The Global Food Chain

The Nation has a new issue on the politics of food, including this challenging review by Brent Cunningham of two books about food aid and famine in Africa. Cunningham argues that the "good food revolutionaries" (Pollan, Schlosser, Alice Waters, etc.) need to think hard about what it will take to confront Big Ag, whose fortunes are built on arguments about the need to feed the world. Even apart from what cheap calories have done to the American diet, the books document the way food aid subverts agricultural markets in Africa, and so undermines the continent's ability to feed itself.  During the Ethiopian famine of 2003, millions of tons of locally grown grain--unsellable during previous years bumper harvests--rotted in warehouses even as millions of tons of American surplus was flown in.  Why? Because, by law, US food aid cannot be in the form of cash, only commodities.

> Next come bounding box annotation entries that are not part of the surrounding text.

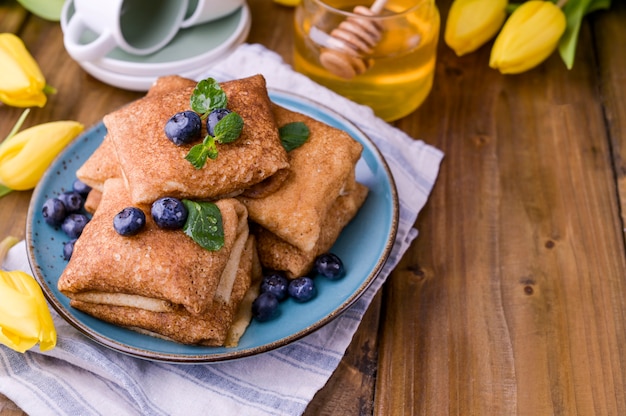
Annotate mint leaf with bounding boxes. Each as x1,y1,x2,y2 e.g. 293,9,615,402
190,78,227,118
213,112,243,143
185,142,217,169
183,199,224,251
180,78,243,165
278,121,311,152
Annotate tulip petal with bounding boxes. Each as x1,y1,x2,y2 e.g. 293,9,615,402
489,0,566,74
0,33,47,107
444,0,507,56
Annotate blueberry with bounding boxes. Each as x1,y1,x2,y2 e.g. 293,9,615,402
151,196,188,230
261,273,289,301
41,198,67,226
63,238,76,261
72,179,91,198
59,191,85,214
61,214,89,238
206,108,232,136
252,292,280,322
113,207,146,236
165,111,202,146
287,276,317,302
314,253,346,280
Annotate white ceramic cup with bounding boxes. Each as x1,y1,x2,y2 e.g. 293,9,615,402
63,0,188,61
181,0,245,28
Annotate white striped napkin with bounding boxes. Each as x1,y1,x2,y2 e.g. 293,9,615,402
0,44,443,416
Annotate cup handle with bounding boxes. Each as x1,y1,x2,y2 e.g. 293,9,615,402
63,15,116,61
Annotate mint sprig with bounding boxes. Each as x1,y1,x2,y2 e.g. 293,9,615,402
185,78,243,169
189,78,228,120
183,199,224,251
278,121,311,152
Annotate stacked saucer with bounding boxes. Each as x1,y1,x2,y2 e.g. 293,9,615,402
60,0,251,91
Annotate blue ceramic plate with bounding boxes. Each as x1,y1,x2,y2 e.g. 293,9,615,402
26,91,398,363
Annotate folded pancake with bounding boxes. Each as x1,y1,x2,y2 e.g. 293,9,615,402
238,105,363,254
58,178,248,314
70,236,258,347
76,75,190,191
251,177,369,279
76,135,122,191
104,75,289,204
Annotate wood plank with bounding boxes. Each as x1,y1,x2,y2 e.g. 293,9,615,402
590,1,626,228
376,2,626,415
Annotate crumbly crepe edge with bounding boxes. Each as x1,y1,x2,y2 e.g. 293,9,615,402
70,236,260,347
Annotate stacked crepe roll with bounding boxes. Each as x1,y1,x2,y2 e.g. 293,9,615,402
58,75,368,346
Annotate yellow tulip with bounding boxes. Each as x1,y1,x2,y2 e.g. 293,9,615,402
489,0,566,74
444,0,508,56
0,33,54,107
0,117,84,191
0,270,57,352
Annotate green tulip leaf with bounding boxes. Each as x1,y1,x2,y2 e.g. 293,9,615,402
559,0,611,69
17,0,64,22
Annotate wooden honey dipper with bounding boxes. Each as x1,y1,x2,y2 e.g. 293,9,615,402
320,0,388,79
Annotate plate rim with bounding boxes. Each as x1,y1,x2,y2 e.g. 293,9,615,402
26,87,399,364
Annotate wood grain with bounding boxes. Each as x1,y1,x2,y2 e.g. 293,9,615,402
376,1,626,415
0,0,626,416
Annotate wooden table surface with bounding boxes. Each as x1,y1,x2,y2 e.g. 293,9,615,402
0,0,626,416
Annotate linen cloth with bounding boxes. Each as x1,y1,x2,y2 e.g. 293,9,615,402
0,44,443,416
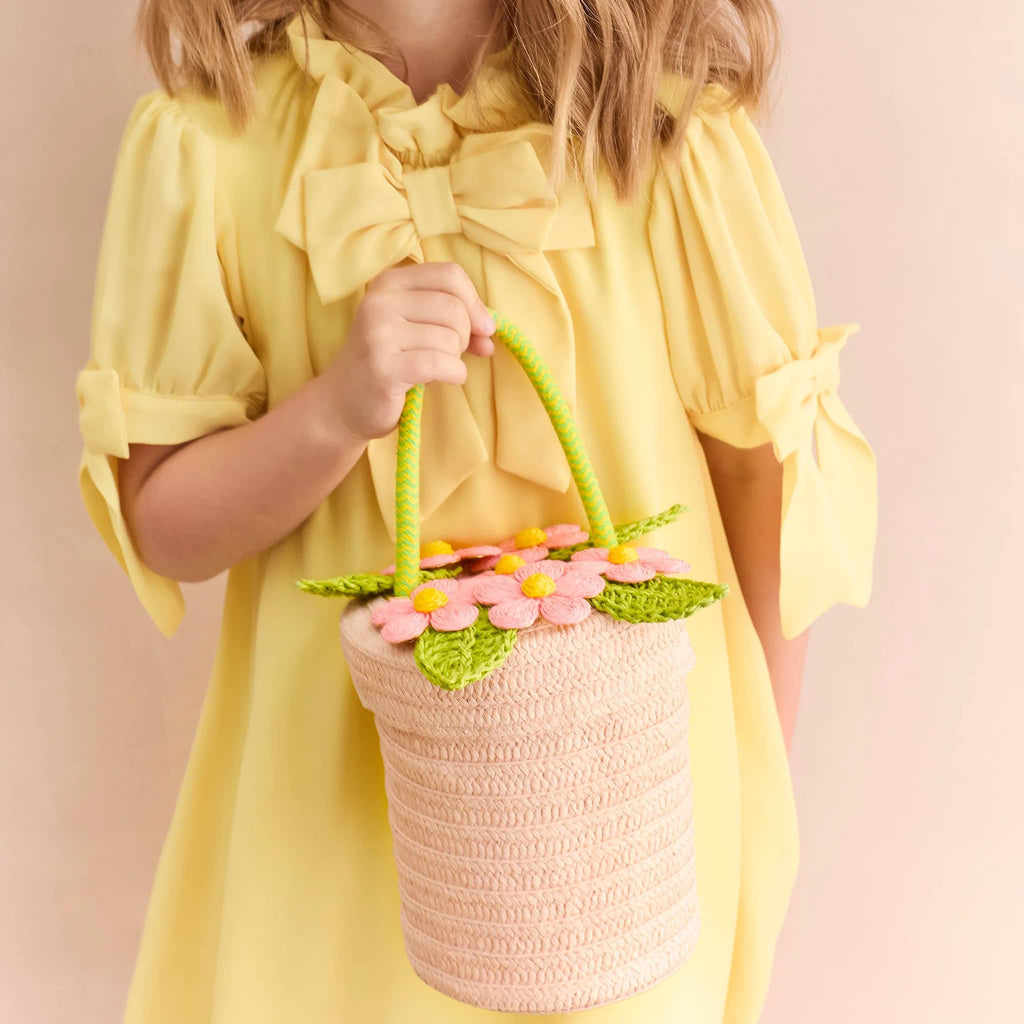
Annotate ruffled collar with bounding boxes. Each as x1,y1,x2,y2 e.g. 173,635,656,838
287,14,531,138
274,15,595,540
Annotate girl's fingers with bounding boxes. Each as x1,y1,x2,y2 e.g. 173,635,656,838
370,262,495,337
392,291,472,354
398,323,466,358
395,348,466,388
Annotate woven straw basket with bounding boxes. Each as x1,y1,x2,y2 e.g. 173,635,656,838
319,314,724,1014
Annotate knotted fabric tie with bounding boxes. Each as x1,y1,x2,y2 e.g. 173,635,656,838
276,77,595,540
755,324,878,637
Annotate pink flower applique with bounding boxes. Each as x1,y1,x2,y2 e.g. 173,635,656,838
466,522,587,572
569,544,690,583
370,580,480,643
381,541,502,575
473,559,604,630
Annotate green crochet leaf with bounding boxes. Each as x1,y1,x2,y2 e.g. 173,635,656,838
295,572,394,597
295,565,462,597
615,505,686,544
590,577,729,623
416,608,517,690
548,541,594,562
548,505,686,562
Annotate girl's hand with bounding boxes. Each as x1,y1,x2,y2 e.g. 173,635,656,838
317,263,495,441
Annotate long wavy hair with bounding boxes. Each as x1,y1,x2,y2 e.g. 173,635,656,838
136,0,781,199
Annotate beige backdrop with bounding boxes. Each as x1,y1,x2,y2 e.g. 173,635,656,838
0,0,1024,1024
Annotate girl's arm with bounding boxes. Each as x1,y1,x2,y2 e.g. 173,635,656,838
118,262,495,583
118,377,367,583
697,432,809,752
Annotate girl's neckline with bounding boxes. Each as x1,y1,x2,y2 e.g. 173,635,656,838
287,14,527,128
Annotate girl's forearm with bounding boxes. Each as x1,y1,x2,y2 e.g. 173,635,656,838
125,377,366,582
698,434,808,751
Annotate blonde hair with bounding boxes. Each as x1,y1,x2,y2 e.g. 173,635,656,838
136,0,780,199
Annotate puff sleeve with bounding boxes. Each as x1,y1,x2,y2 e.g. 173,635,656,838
75,91,266,636
648,86,878,637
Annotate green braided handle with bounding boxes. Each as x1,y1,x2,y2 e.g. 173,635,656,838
394,308,618,596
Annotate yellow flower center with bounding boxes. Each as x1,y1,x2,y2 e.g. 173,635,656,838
608,544,639,565
413,587,447,611
420,541,455,558
522,572,555,597
515,526,548,548
495,555,526,575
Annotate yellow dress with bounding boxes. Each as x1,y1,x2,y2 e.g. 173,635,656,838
77,12,876,1024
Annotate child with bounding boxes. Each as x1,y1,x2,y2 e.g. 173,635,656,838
77,0,876,1024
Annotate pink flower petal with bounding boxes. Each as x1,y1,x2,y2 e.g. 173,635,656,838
555,563,604,597
466,555,500,573
420,551,462,569
410,577,462,597
572,548,608,562
513,544,548,562
640,556,690,572
539,593,600,626
604,562,657,583
487,597,541,630
565,561,611,575
544,522,587,548
370,597,413,626
456,544,502,558
512,558,568,583
473,569,522,604
430,604,480,633
381,611,430,643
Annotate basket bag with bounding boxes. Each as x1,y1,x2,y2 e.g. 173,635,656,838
297,310,727,1014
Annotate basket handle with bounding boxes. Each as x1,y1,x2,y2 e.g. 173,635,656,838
394,307,618,596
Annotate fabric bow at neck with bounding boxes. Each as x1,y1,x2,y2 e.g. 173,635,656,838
275,67,595,540
755,324,878,637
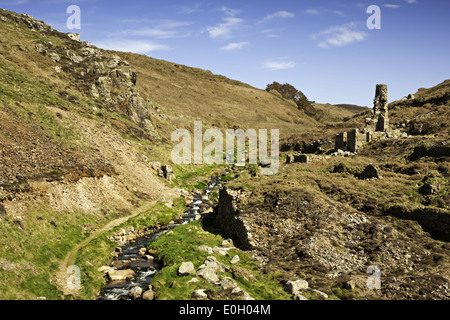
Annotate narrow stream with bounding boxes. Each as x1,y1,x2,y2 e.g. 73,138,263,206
98,178,220,300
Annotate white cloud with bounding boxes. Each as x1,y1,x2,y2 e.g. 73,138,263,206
262,58,295,71
93,39,172,54
312,22,368,48
258,11,295,24
220,41,249,51
122,19,194,39
305,9,319,15
218,6,241,17
180,2,203,14
206,17,243,38
122,29,191,39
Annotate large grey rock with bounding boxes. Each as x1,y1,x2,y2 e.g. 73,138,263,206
359,163,380,179
178,261,195,277
142,290,155,300
198,244,213,254
128,287,142,300
189,289,208,300
284,279,308,296
197,256,226,284
107,269,136,281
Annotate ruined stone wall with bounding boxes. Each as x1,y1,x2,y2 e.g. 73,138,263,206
216,187,252,249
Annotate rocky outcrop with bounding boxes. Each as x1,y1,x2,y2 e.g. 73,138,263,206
0,11,159,138
217,187,449,299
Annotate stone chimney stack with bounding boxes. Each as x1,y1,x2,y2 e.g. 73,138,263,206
373,84,389,131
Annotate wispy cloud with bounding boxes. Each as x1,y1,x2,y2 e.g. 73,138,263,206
122,19,194,39
262,58,295,71
220,41,250,51
180,2,204,14
206,17,244,38
217,6,241,17
333,10,345,17
305,9,319,15
312,22,369,48
0,0,28,6
93,39,172,54
258,11,295,24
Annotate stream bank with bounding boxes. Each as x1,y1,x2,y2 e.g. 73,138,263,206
98,178,221,300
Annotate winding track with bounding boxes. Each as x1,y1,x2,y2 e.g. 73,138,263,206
54,201,156,299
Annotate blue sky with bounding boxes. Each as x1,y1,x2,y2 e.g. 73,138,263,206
0,0,450,107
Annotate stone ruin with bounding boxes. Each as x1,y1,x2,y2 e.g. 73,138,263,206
335,84,400,152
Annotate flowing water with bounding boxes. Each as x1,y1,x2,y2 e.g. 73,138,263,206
98,178,220,300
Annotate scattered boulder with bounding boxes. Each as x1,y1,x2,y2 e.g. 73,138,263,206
138,248,147,256
189,289,208,300
178,261,195,277
359,163,381,180
106,269,136,281
222,239,234,248
128,287,142,300
220,277,238,290
284,279,309,296
0,204,6,215
198,244,213,254
197,256,228,284
230,255,240,264
142,289,155,300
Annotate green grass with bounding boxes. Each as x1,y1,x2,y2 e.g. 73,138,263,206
0,205,108,300
149,221,290,300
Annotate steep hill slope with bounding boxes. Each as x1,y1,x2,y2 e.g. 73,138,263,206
0,10,324,299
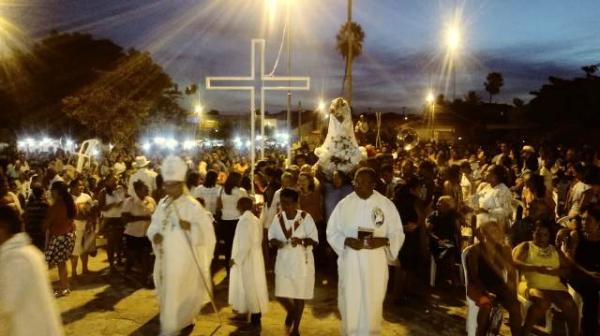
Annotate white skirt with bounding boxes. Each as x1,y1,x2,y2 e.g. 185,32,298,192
275,274,315,300
72,220,87,257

This requirement, Cunningham argues, speaks volumes about the entrenched power of Big Ag, and the challenge that the local food movement faces.  Another eye-opening moment: why it's so hard to undo government subsidies:

The legislation behind farm subsidies had been structured to make it unusually hard to undo. Unlike many laws, which automatically expire on a predetermined date, the laws underlying subsidies weren't programmed to end. Instead, if Congress didn't craft and enact a new farm bill every five years or so, the law reverted back to the Agricultural Adjustment Act of 1938 and the Agriculture Act of 1949, which contained even sweeter payments to some farmers.
The point is that global agricultural markets go back to the 1950's, and have structured farm policy in the US for half a century.  Developing more sustainable growing, buying and eating habits will be the work of decades, even if we take seriously Michael Pollan's recent argument that taking on Big Ag is a public health issue: so much of rising health care costs are attributable to chronic conditions (like diabetes) rooted in obesity.